More on the Pueyo "Learning to Dance" article in Medium and today's Times article showing a Northeastern University analysis that NYC likely had 10,000 infections as early as 3/1 (and the rest of the US was far more infected than thought, also); these dovetail with the NYC subway analysis above, too.
https://www.nytimes.com/2020/04/23/...action=click&module=Spotlight&pgtype=Homepage
Feel like I've been screaming for weeks about how our lack of early, aggressive testing capability was the most important element in letting this outbreak get way out of control, especially in the the NYC metro area (<200 tests in NY through 3/6!). If NYC had 10,000 infections by 3/1, as per this new analysis of the data, that's roughly 1000 per 1MM in population and as I've noted a few times, some experts believe that aggressive interventions need to be in place before 200 cases per 1MM in order to control an outbreak.
And the only way to know if you have an exponentially growing outbreak is to have aggressive early testing (like South Korea and Taiwan had) and the US was so far from that it's sad, given the testing debacle. I have been saying we needed to be in lockdown starting early March, but this analysis probably says it should have been late February, when we weren't even testing and had no data and no way would anyone have supported shutting anything down without data. Yes, NY (and NJ) now lead the world in tests per 1MM, but that's only because we started so late in the outbreak and our testing was always playing catch up to the outbreak.
The graphic below from Pueyo's "Learning to Dance" Medium article shows how important early testing is to get ahead of an outbreak, as reflected in the low % of positive tests in countries like SK, Taiwan, and Hong Kong. The US number is bad, but the NY/NJ area numbers are far worse as our area was in the 40-50% of tests being positive for weeks at the height of the outbreak, as we were so far behind. The second graphic shows where various countries are on the "hammer" (heavy social distancing to control major outbreaks) vs. the "dance" (relaxing harsh social distancing in a careful way to avoid a second outbreak) - and we're clearly nowhere near ready to "relax" social distancing yet, based on that curve, even in states with less of an outbreak, so far, vs. the worst states.
Coronavirus: Learning How to Dance
And one more time, but if we had done what South Korea had done (and Seoul is almost as densely populated as NYC, so don't say it's not possible), we could probably be near their 5 deaths/1MM and not the 144 deaths/1MM in the US - or sadly the ~1000 deaths/1MM we have in NY or ~500 deaths/1MM in NJ. Even at 10 deaths per 1MM, that would be 3300 in the US vs. the ~47,000 we have now (and 200 in NY vs. the ~20,000 we have now).
I know none of this solves the problem of what to do now, but it should at least shout at people/politicians to not repeat this mistake across the country by relaxing social distancing without having massive testing and efficient contact tracing/quarantining and a mask culture in place.

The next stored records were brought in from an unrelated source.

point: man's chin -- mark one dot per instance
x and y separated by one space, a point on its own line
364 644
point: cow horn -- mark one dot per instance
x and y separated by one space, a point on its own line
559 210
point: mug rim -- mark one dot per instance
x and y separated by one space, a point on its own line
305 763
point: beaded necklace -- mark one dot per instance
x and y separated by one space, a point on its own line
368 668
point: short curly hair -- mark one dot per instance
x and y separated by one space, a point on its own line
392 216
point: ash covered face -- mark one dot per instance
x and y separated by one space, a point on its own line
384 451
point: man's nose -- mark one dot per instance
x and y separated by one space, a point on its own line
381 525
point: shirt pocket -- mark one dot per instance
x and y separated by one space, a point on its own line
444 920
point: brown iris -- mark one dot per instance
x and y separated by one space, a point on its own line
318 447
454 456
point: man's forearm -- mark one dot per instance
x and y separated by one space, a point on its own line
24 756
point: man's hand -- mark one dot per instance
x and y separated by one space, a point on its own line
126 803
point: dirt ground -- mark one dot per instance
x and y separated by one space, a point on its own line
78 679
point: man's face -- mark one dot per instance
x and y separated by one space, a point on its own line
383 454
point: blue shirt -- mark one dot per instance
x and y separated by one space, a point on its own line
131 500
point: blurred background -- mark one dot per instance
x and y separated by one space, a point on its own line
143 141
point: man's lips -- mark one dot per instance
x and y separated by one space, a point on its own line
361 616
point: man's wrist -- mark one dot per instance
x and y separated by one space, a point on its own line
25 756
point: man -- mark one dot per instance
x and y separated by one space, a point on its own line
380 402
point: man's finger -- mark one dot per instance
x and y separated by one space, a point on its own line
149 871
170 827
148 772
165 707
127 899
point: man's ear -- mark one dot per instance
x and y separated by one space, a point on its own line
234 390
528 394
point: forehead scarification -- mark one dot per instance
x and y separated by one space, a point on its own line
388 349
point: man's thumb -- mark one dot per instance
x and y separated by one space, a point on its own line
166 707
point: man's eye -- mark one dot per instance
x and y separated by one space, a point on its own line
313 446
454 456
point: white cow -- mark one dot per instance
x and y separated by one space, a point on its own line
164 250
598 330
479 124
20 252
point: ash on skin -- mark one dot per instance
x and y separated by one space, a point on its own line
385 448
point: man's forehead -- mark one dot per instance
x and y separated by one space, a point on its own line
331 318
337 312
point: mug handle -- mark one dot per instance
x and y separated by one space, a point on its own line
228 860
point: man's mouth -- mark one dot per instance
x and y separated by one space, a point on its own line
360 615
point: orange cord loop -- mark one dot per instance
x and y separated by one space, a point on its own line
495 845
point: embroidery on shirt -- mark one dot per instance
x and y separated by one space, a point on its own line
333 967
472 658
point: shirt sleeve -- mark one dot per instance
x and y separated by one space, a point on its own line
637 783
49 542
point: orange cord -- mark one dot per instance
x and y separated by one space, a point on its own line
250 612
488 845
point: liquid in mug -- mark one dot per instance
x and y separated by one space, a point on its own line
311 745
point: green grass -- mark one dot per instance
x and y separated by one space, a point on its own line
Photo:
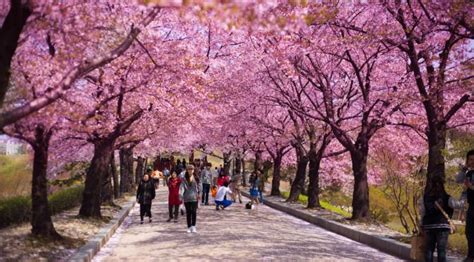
324 204
15 175
17 209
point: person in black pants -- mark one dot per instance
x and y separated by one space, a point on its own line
206 178
435 224
466 176
189 193
145 195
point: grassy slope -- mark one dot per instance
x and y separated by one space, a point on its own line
15 175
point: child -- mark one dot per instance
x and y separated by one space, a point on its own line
145 195
220 201
174 183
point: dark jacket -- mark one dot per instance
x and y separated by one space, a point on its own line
433 218
146 192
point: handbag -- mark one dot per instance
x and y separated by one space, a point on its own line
214 191
452 227
418 247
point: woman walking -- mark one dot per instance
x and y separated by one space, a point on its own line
174 183
436 225
235 187
145 195
189 192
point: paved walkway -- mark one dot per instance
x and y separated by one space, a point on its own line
235 234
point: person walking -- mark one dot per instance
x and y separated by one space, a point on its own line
253 180
436 226
206 178
189 193
174 183
235 182
466 176
221 193
260 185
166 174
145 195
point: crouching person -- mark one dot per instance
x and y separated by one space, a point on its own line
221 193
145 195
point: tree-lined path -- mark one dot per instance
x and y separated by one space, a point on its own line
233 234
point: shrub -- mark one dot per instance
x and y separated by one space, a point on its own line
17 209
65 199
324 204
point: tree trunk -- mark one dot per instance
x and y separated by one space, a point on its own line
115 176
298 183
360 197
41 222
436 146
9 35
93 186
313 174
276 175
258 161
140 171
107 193
126 169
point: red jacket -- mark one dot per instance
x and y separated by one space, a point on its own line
222 179
173 187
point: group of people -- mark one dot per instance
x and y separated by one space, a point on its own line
187 185
438 206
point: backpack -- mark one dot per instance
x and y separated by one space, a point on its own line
248 205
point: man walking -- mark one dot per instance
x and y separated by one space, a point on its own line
206 178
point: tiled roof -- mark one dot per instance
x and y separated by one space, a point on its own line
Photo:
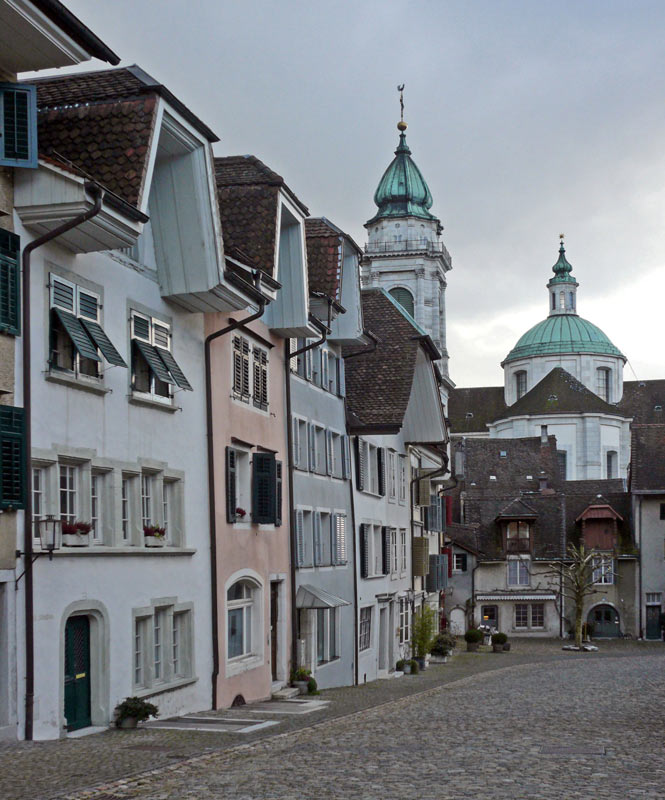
644 401
647 465
469 410
378 385
324 257
559 393
248 194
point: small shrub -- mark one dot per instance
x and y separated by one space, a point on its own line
473 635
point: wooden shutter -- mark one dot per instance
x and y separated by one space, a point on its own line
385 550
13 466
10 302
264 488
318 558
278 492
18 125
360 464
231 482
364 551
300 538
381 469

Repeating the folly we just went through would be Einstein's classic definition of insanity: doing the same thing over and over again, but expecting different results.
Minor comment: I do think the Northeastern study probably overstates SF's outbreak (9300 on 3/1) relative to NYC's (10,700 on 3/1), since the outcomes diverged so heavily after that, with SF having much less of an epidemic and far less deaths. I don't think their 3/15 shelter-in-place order (vs. NY's on 3/22, even though NYC had shut schools, restaurants, bars and such by 3/16) should have made that much of a difference in outcomes. But that's arguing minutiae vs. the big picture of there likely being major outbreaks underway by mid/late February. Also, as per the subway/mass transit study, the far greater population density and "mixing/contacts" of commuters in NYC would drive a much faster outbreak vs. SF, as has been seen.